Portion Size & Plating: 10

The plating here is astonishing for every item, from the martinis to the meats. I was also really impressed with the portion sizes. They really embraced the concept of a steakhouse from the roaring 20s, where everything was big and bold.

Price: 10

My instant reaction was that all of the prices were very fair, given how beef prices are insane, rent is insane, overhead is insane, etc. The porterhouse for two was $150 and the duck, which can easily feed four, was $195. They also went over the top for our special occasion (my wife’s birthday), and threw in a bunch of desserts on the house!

Bar: 10

This is a beautiful bar. There is seating for eight, but it can get pretty tight if you’re eating a large meal like we did. The bartenders here are the best in the business. Not only are they making cocktails for the whole restaurant, but they are also your servers and waiters, and at the same time making polite and enjoyable conversation with the whole bar as you eat your meal.

The cocktails here are also incredible. The smoked olive martini comes with a show, and it was probably one of the most unique flavored martinis I’ve ever had. Creamy/buttery, smoky, and it came with a trio of stuffed olives (caviar, blue cheese, anchovy).

Specials and Other Meats: 10

There are a ton of specials up and down the menu, from starters like the langoustines, to mains like the citrus wagyu, and mid courses like the caviar and truffle pasta dishes. We had the duck as one of our mains, and this was served with a confit salad as well as a foie gras sausage stuffed into the neck – it was insane! This stole the show for us. We both liked it better than the steak!

The pasta special that we tried was a butter and caviar based sauce, served with a really unique cocks comb pasta. We also tried the langoustines which were a seafood starter special. Both were really great. I liked that the bartender thought we should have some bread with the langoustine sauce, which was sort of like a buttery and spicy ragout.
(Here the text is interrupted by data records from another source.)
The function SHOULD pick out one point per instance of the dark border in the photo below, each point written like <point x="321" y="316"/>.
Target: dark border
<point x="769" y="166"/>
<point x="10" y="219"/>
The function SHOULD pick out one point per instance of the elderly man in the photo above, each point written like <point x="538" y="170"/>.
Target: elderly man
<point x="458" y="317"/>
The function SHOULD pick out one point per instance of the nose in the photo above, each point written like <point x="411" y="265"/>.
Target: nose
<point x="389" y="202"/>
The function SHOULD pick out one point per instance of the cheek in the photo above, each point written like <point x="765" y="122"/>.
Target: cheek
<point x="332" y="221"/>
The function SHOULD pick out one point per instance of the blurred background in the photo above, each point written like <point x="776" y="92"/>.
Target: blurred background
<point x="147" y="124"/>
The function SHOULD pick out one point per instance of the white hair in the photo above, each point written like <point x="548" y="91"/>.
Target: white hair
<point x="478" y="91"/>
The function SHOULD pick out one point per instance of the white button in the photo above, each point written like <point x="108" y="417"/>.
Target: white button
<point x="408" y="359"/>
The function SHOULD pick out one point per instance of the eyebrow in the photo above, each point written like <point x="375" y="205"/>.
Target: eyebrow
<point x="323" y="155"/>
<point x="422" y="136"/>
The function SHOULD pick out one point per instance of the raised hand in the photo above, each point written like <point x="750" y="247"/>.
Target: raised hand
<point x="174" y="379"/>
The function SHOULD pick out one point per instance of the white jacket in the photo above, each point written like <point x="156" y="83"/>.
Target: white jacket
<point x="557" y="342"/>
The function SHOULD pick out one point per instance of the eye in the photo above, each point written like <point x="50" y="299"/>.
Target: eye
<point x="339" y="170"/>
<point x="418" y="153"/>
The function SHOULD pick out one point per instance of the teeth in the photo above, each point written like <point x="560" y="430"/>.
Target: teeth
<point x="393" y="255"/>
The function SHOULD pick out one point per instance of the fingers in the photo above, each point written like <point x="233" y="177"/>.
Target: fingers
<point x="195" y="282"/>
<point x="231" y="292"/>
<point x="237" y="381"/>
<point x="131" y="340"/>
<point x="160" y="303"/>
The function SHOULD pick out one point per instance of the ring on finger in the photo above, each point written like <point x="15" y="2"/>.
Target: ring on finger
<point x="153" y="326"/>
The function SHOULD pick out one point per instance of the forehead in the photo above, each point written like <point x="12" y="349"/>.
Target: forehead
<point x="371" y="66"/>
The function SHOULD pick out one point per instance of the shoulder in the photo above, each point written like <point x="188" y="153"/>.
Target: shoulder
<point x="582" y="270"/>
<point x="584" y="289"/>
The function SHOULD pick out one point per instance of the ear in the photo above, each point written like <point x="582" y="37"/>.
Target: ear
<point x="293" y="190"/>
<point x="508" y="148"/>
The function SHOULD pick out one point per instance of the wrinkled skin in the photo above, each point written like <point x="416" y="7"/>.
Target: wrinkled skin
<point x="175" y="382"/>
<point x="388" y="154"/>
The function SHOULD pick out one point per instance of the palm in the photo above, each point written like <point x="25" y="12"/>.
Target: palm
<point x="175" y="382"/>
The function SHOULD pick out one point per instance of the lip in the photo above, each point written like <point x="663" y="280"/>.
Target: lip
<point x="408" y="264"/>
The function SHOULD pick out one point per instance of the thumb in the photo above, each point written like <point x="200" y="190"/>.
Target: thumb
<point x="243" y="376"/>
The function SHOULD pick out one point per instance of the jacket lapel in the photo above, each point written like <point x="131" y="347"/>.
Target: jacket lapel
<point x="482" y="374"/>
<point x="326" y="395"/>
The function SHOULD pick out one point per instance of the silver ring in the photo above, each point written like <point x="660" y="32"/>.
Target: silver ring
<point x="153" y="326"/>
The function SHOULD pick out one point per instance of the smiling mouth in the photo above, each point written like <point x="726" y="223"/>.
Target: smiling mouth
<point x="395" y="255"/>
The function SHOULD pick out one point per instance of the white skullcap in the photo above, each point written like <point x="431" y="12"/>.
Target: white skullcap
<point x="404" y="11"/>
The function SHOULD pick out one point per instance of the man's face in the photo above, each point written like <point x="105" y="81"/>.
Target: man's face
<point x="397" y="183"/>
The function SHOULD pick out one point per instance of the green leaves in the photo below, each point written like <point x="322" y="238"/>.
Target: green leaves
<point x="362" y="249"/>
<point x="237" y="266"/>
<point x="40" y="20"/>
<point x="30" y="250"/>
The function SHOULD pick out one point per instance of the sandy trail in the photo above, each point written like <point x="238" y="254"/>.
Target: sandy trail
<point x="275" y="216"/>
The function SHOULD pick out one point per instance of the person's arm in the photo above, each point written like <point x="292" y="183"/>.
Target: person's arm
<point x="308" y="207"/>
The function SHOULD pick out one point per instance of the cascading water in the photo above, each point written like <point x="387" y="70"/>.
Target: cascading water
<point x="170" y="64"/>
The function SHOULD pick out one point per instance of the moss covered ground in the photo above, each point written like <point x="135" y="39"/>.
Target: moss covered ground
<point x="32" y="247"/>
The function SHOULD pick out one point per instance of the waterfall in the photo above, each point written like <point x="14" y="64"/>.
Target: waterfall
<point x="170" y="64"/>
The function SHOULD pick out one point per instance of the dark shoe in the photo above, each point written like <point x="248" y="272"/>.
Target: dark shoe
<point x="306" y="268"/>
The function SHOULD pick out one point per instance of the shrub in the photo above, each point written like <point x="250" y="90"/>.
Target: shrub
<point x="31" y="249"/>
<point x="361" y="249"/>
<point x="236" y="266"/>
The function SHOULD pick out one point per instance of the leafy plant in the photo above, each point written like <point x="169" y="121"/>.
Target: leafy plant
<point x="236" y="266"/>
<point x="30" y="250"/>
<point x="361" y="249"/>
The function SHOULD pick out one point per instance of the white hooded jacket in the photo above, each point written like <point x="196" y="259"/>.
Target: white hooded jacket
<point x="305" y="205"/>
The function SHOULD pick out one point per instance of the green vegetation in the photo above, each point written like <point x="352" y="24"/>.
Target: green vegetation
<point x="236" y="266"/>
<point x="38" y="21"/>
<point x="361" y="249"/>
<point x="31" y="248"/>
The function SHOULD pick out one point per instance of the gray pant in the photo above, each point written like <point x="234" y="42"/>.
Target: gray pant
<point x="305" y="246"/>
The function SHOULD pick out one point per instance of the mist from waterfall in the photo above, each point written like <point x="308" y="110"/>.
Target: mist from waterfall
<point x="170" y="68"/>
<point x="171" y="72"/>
Apps, Sides & Desserts: 10

We started with the east coast oysters and langoustine special, followed by the potato croquette with caviar, and Spanish artichokes with tarragon emulsion.

For sides, we had the french fries, the brulee corn pot pie, and the truffle and leek creamed spinach. The creamed spinach really stood out as the winner here, but we brought the brulee corn home and it was even better cold from the fridge than it was at the restaurant. It firmed up into a pudding of sorts, and it was incredible!

Dessert was a blowout. First was a nice palate cleanser of lemon sorbet, followed by some Szechuan peppercorn and lemongrass dusted pineapple – a nice nod to Ernest Hemmingway, who used to hang out at Chumley’s and brought a pineapple there for the staff to try after returning from his travels (it was a foreign item to them). We also had the cheesecake, which was so good. I almost never enjoy cheesecake at restaurants, because none of the hold a candle to my sister’s. But this one was a killer. We also had a nice graham cracker, bananas foster and cream dessert, as well as mini ice cream sandwiches. Check the video above to see these.

Seafood Selection: 8

The items we tried were great (oysters and langoustines), but I’d like to go back and try more before I give a full review on this category. I’m holding this at an eight in the hope to expand on it further with some main course items.

Service: 10

I need to refer back to the end of the specials section and the entire bar section here, because the bartenders really impressed me. I saw how they remembered returning guests, took notes for improving on special request cocktails, and just overall exhibited the utmost care and professionalism.

Table bread is swapped out for some really nice pickles – a low carb treat! One with wasabi and horseradish, the other with chives.

Ambiance: 10

This is an incredible dining space. As I mentioned above, they really embraced the concept of a roaring 20s steakhouse, made intimate with the railcar aesthetic and actual art deco design elements. Bravo.

I know this place is tough to get into right now, but they just expanded their hours to accommodate walk ins. If you go there at 4pm you can put your name down, and you’ll likely get seated. Go do it!